O`DONNELL: Did they think you are the Antichrist? Did they ever --
anyone ever accuse you of that?

BROOMFIELD: No, they didn`t. I was on best behavior. I was on non-
Antichrist behavior there.

No, I got along very well with the people. They were very hospitable.
There was a fear in Wasilla, you do not want to cross the Palins. You lose
your job and you have a hard time.

O`DONNELL: Now, if you had gotten the friends and the family and
those people, it must have been her belief that you just wouldn`t have
presented them fairly.

BROOMFIELD: Well, we did actually talk to the family and we talked to
various friends. I think Sarah has fallen out with almost everybody in
Wasilla.

O`DONNELL: Did you talk to my pal, Levi Johnston? He`s been on this
show a couple times.

BROOMFIELD: He was too expensive.

O`DONNELL: Really? He had his hand out? He was asking for cash?

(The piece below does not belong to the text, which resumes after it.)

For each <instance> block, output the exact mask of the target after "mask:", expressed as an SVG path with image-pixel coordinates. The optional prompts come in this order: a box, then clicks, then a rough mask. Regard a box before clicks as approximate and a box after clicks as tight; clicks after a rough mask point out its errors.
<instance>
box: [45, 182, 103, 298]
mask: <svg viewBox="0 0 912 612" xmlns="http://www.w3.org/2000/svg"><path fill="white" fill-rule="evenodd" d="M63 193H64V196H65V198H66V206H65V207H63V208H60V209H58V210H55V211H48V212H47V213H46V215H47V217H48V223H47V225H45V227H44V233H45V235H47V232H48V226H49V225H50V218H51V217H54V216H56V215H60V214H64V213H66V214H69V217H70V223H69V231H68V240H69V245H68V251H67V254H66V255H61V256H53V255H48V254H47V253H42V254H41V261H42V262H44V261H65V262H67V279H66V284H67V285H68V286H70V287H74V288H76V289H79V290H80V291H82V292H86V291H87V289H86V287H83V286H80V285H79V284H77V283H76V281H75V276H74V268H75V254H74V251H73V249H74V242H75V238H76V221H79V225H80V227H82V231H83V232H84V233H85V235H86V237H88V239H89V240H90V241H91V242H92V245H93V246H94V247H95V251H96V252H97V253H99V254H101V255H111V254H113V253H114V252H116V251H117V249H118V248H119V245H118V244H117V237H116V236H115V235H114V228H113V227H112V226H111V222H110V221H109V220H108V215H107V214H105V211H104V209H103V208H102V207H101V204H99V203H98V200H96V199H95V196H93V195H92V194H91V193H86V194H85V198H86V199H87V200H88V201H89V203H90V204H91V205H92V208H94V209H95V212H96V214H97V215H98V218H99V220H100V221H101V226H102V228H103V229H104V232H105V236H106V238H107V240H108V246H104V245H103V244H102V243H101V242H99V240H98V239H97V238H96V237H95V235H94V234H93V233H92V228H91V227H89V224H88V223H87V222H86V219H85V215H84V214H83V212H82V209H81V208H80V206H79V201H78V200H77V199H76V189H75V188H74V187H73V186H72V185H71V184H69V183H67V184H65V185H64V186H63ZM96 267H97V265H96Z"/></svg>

BROOMFIELD: He certainly did.

O`DONNELL: He comes here for free. The magic of television.

BROOMFIELD: I should have talked to you first. We talked to his
sister, though.

O`DONNELL: Great.

BROOMFIELD: She was pretty good.

O`DONNELL: You have to watch the clip of him last week on this show
reading from his own book. There are many people who suspect he was
reading those words for the very first time. Nick Broomfield, director of
"Sarah Palin - You Betcha," thank you very much for joining us.

Coming up on tomorrow night`s show, another documentary filmmaker you
might have heard of, Mr. Michael Moore. You can have THE LAST WORD online
at our blog, TheLastWord.MSNBC.com. You can follow my Tweets @Lawrence.

"THE RACHEL MADDOW SHOW" is up next. Good evening, Rachel.